Last year, I earned my victory on the very last day. I paced myself as much as I could, but I won't deny that I did panic at the last minute because my busy work schedule was making it nearly impossible to keep up. What was that schedule you ask? Here's everything I was doing at the same time as my first NaNo challenge: I was working two jobs, one at a Dr. Cellphone and one at a yogurt shop. Both were part-time jobs but the hours for each were set right after the other, so it was really like having a full-time job...with intense holiday hours (don't forget, this is November we're talking about).

On top of this, I got married in April of this year so I was obviously planning my wedding at the same time. So between scheduling my bridal appointments, and working my dual job hours I still had to make time for my NaNo challenge. I pulled all nighters during all of this stressful insanity (at least by my definition) because I was determined to say that I won.

Was I the busiest person on earth? Nah, there are obviously people out there who had just as busy schedules if not more. My point is, I set time aside above all else to get it done, it took a lot of determination.

Let's look at this year's victory.
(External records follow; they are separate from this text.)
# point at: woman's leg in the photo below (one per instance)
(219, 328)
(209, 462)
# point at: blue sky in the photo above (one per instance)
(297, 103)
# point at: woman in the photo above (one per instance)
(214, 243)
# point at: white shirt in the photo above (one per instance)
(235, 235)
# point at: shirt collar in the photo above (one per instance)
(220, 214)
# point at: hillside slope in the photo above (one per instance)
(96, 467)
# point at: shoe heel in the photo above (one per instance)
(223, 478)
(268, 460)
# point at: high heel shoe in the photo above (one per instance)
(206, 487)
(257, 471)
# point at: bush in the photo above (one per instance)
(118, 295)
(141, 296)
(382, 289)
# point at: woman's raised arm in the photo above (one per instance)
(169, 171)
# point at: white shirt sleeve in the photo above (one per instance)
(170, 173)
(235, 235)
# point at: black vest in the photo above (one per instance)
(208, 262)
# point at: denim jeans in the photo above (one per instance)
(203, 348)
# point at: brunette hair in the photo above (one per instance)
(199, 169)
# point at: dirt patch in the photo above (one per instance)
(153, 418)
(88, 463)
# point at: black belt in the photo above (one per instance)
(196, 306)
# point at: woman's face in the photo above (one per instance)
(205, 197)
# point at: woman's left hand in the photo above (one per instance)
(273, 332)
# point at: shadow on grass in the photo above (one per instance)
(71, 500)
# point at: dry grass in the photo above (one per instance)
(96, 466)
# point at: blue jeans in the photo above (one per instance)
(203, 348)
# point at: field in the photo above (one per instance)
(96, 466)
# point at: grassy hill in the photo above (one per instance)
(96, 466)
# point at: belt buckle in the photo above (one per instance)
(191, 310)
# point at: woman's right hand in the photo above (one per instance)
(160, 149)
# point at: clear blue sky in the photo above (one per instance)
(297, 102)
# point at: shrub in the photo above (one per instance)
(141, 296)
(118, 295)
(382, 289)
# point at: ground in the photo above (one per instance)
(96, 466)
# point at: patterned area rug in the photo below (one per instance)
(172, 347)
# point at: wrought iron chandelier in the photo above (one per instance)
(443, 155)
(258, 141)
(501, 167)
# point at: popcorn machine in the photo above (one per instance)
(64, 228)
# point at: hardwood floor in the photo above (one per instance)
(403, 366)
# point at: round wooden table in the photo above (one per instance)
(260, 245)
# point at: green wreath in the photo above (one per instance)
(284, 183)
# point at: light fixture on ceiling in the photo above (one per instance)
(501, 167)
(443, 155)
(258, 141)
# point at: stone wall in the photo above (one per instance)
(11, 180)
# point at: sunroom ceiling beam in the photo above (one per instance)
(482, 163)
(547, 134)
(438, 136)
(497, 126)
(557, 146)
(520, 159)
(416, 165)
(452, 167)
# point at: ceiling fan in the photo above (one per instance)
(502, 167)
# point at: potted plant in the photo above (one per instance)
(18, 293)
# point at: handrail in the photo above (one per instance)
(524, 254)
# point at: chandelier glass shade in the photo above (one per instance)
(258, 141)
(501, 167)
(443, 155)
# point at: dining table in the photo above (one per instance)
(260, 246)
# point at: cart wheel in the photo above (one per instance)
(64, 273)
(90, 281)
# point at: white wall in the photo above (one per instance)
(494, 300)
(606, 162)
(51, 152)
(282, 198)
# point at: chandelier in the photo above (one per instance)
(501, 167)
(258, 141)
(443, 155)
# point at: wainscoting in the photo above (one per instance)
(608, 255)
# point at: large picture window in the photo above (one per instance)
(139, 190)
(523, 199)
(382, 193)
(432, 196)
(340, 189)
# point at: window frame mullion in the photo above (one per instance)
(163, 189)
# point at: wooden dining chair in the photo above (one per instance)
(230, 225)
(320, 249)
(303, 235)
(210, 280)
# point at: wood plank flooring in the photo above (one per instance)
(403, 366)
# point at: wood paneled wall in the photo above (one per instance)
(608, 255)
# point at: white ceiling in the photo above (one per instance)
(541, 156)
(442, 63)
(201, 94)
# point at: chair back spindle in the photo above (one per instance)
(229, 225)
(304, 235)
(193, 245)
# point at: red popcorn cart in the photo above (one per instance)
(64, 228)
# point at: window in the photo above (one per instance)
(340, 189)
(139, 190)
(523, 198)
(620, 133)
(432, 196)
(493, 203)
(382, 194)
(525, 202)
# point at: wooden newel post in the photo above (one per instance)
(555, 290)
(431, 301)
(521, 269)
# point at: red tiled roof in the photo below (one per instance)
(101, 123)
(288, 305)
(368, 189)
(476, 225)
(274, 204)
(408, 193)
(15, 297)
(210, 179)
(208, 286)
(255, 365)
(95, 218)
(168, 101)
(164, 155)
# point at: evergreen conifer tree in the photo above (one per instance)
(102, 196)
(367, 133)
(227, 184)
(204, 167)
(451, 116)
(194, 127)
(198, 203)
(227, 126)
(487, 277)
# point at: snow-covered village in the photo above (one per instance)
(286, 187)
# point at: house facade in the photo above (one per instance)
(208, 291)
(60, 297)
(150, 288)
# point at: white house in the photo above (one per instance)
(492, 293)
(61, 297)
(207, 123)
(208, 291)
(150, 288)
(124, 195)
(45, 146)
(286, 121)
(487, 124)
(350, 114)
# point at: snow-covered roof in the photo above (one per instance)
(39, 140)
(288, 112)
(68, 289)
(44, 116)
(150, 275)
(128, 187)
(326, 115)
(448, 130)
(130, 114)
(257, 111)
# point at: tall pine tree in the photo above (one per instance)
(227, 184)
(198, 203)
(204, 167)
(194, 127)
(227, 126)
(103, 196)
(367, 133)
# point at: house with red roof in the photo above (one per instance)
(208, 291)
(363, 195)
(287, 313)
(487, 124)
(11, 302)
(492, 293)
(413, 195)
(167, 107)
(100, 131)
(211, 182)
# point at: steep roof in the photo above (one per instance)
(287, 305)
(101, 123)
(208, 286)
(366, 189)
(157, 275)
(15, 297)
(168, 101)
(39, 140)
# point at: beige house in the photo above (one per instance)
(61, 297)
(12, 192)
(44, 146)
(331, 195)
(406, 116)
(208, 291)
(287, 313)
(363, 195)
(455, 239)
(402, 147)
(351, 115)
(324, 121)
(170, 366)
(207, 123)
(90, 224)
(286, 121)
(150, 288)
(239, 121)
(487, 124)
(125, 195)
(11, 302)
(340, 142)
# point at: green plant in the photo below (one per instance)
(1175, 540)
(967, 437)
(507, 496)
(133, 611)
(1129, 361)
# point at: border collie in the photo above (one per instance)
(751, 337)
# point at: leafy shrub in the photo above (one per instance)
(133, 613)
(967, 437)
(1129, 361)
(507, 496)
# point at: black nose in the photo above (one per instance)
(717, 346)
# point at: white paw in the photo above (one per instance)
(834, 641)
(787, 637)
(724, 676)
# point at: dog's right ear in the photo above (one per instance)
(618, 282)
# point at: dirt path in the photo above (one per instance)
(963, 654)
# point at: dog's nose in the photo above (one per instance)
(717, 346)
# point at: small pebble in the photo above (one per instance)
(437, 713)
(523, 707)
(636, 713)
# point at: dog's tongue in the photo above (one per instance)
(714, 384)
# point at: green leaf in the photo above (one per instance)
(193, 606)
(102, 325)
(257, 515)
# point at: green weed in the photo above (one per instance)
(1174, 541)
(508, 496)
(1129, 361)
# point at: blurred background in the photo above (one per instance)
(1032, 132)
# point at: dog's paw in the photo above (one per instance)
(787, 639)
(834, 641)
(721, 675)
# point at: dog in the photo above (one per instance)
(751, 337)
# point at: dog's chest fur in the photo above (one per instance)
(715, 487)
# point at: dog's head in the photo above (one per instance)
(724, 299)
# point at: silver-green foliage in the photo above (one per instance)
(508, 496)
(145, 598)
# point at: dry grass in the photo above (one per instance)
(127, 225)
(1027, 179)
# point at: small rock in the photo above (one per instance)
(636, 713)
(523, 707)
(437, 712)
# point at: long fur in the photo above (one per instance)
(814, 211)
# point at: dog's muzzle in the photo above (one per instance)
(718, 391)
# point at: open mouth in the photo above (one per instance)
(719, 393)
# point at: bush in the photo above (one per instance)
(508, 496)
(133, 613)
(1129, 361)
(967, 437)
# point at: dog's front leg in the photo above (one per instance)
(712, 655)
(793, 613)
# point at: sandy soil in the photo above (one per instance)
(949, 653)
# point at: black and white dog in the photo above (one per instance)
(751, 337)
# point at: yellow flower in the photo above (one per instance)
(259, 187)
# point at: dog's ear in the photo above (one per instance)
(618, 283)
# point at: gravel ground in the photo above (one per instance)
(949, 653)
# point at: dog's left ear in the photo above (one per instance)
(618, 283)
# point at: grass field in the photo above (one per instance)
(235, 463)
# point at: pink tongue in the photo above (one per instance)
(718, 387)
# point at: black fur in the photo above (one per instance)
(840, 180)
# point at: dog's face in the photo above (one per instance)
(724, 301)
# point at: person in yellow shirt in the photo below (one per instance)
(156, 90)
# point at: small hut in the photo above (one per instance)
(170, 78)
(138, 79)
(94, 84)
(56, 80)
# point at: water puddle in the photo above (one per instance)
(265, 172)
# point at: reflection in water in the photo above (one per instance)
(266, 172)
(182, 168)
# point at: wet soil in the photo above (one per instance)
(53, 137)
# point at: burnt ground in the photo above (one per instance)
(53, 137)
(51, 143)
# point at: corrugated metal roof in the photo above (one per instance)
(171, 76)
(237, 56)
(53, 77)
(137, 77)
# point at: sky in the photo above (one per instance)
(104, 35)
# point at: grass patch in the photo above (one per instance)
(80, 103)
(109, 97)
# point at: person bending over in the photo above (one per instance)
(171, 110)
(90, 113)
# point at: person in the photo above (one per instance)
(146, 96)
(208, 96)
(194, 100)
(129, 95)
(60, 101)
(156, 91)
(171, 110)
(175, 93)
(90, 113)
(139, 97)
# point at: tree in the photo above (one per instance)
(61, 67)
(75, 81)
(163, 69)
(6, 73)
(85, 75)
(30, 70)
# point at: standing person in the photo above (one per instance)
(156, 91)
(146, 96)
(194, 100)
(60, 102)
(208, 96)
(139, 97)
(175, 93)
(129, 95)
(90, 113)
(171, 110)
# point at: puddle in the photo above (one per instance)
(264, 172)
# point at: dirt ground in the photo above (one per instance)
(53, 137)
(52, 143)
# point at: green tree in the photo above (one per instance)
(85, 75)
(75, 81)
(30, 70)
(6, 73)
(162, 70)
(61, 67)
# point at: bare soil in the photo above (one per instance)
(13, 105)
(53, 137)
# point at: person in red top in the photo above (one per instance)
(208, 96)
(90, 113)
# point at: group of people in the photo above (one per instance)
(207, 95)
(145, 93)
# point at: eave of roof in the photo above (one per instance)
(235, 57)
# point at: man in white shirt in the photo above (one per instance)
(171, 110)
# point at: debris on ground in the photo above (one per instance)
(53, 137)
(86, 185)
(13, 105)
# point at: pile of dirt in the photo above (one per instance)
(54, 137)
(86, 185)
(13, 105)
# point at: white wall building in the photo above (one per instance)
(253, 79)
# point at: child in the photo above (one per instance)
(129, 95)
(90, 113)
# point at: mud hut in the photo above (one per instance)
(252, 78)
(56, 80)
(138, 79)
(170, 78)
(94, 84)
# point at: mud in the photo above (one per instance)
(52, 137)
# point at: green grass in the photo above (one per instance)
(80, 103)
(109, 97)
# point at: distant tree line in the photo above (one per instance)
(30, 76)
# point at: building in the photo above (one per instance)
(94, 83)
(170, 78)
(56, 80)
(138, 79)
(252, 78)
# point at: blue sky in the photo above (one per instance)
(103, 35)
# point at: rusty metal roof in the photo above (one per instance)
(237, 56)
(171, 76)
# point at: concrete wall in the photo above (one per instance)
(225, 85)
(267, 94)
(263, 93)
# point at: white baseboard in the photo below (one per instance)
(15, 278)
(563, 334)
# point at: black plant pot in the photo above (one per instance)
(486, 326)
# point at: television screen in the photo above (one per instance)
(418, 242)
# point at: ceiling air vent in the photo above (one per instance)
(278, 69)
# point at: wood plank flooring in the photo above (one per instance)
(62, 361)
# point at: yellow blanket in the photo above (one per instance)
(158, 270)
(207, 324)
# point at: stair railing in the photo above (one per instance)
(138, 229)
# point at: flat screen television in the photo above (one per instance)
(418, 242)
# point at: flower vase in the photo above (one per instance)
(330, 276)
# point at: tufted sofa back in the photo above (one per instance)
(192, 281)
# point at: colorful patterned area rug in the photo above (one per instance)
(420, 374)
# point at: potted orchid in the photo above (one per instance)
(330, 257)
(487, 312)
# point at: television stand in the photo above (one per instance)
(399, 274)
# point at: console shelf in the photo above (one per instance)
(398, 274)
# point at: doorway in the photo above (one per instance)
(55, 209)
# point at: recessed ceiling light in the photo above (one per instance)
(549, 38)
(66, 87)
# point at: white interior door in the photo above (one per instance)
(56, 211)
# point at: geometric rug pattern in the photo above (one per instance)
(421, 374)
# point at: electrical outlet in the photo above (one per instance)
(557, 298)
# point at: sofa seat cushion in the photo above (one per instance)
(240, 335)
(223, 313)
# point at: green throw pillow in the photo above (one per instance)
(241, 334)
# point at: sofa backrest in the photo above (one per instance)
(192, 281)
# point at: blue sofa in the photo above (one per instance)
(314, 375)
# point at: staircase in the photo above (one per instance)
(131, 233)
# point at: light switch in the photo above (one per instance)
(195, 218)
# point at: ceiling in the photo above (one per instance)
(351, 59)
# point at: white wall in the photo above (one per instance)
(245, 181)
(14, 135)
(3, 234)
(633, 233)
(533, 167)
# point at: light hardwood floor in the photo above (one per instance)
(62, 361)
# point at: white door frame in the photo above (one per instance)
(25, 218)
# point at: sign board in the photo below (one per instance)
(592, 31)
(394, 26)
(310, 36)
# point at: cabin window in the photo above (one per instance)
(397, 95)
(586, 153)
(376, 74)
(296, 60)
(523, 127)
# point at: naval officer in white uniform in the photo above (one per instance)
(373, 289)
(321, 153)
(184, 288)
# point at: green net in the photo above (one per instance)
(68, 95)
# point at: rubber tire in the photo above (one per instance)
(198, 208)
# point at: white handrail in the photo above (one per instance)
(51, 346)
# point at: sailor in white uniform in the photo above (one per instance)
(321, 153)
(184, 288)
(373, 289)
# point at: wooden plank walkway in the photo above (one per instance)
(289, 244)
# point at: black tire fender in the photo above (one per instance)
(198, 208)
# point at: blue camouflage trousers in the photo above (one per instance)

I was already married, I worked from home at my previous job and had much less of a hectic schedule to deal with to get my NaNo victory.

What's my point? That I definitely feel that my first victory was much more earned than this year's, because I really had to struggle and work for that first victory. Having that kind of pride is another part of why NaNoWriMo is so worth it. Now, here's the advice, plain and simple.

If you did not make the 50,000 this year, then vow to push yourself as much as you possibly can next year because sometimes that's what it's going to take. You have to asses your schedule and figure out what obstacles you're going to have to overcome to get your win. This probably all sounds like common sense, but it's what's required if you want to get that win!